Water utilities last March said they were unhappy with the pending House energy bill plan that provides product liability protection to the clean fuel additives methyl tertiary butyl ether (MTBE) and ethanol.
The two versions will have to be reconciled if and when the Senate passes a comprehensive energy bill later this year.
Diverse Committee To Lead Biosolids Research Summit
The Water Environment Research Foundation (WERF) and the US Environmental Protection Agency said in June that they have brought together a diverse group of individuals to serve on the program committee for a Biosolids Research Summit to be held July 28-30 in Alexandria, VA.
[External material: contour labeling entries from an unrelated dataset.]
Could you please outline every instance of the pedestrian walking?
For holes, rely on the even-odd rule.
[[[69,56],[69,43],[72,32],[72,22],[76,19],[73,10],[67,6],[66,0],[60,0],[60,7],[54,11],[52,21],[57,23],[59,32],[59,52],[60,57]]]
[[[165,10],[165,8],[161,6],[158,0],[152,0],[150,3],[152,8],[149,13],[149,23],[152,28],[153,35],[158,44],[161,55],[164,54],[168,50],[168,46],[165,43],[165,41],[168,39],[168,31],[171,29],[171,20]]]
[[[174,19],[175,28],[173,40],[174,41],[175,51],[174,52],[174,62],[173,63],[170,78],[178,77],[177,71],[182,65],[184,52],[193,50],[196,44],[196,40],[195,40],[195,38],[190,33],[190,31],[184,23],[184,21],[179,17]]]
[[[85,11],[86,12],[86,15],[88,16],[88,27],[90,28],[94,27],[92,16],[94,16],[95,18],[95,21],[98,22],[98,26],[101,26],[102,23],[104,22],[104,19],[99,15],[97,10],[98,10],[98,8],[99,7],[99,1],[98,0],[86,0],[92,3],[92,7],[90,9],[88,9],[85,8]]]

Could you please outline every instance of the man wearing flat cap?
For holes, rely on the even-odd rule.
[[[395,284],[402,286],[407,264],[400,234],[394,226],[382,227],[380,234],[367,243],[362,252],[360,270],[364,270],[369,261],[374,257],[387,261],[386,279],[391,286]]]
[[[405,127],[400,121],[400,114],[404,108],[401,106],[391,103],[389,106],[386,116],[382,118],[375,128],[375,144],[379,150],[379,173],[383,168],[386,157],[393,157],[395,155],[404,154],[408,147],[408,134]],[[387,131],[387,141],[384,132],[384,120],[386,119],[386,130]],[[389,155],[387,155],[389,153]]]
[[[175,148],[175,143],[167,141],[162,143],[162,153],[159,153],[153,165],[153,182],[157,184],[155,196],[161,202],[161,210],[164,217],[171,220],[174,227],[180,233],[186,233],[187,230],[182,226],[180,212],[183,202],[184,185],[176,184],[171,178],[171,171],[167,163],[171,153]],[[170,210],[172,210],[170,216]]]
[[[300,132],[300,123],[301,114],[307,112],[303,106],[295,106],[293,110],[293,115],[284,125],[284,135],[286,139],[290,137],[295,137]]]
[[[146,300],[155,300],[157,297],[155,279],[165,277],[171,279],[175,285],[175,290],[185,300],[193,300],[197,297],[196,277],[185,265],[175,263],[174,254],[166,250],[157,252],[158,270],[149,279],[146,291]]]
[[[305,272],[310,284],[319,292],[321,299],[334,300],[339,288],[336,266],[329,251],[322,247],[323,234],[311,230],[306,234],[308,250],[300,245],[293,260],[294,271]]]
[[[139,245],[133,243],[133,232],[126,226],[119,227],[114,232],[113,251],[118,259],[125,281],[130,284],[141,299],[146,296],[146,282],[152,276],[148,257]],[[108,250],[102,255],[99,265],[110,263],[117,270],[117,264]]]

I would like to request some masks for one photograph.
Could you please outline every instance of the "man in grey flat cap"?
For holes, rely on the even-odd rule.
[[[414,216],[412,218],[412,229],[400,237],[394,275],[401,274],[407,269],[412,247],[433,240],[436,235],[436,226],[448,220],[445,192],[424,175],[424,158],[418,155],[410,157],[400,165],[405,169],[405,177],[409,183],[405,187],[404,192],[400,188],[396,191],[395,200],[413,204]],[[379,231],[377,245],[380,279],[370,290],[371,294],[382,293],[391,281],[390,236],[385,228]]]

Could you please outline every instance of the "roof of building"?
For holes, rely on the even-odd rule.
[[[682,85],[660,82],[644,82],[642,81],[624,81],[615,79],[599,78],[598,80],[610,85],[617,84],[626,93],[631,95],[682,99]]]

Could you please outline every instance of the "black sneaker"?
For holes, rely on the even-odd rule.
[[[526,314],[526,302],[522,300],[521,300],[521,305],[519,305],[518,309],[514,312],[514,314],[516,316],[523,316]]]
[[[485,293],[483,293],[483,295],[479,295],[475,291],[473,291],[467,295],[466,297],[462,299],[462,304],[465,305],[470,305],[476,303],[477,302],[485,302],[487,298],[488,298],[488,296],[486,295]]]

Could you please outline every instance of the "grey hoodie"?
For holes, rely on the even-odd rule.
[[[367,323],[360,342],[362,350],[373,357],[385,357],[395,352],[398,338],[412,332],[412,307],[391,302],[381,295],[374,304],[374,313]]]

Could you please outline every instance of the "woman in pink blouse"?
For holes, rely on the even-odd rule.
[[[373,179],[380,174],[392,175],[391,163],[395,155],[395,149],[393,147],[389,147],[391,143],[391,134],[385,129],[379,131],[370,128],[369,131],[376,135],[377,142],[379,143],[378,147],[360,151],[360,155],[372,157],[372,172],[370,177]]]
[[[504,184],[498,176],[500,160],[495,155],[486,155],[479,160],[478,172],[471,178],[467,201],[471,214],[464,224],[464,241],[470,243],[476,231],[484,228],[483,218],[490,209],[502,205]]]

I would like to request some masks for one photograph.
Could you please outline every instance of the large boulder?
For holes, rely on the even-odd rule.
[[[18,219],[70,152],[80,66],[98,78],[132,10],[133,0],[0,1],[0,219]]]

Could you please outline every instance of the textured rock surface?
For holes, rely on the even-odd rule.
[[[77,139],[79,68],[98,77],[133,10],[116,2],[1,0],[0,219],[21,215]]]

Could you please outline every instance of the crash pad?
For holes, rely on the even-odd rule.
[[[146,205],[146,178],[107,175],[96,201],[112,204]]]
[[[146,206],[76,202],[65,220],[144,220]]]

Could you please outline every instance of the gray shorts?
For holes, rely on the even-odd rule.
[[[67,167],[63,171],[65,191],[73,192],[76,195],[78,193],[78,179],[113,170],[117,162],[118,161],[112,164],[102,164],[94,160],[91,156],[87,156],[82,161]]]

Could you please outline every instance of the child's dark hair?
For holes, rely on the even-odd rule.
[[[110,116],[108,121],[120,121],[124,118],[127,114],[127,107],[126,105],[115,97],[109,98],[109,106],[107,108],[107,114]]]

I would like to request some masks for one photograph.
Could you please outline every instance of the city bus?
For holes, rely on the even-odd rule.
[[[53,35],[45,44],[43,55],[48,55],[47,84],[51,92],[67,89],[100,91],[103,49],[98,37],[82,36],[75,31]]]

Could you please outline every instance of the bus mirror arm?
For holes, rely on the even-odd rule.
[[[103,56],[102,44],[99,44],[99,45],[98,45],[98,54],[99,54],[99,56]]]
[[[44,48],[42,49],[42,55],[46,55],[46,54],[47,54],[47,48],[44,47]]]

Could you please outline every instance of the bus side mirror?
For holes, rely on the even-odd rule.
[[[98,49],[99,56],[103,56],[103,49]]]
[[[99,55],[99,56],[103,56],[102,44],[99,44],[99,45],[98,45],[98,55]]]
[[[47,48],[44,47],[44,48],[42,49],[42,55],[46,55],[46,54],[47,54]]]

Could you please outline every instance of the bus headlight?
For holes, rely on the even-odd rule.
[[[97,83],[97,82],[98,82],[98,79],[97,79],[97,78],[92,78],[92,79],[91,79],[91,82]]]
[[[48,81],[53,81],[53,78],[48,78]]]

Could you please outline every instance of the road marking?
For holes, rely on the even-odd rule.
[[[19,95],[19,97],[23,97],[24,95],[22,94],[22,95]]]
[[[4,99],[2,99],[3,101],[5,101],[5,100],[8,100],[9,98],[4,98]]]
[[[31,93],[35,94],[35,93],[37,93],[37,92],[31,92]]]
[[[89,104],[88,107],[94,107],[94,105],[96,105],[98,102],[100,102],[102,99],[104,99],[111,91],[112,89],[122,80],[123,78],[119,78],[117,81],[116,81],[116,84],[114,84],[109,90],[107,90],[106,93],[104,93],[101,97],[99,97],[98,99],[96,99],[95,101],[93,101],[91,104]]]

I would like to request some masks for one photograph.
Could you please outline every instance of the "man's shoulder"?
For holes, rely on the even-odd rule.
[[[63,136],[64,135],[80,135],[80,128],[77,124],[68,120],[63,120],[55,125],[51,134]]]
The summit is in response to recommendations made by a 2002 National Research Council report, Biosolids Applied to Land: Advancing Standards and Practices (2002).
Organizers said the primary goal of the summit is to develop a research agenda that addresses research gaps identified by the NRC, as well as other research needed to ensure protection of public health and the environment.
The committee includes representatives of farming communities and private citizens, research scientists specializing in chemicals and pathogen exposure, and regulators from states and municipalities working on land application issues.
"These individuals represent a range of views as to the appropriateness and safety of the application of biosolids, including those who are proponents for and opponents against land application," WERF said.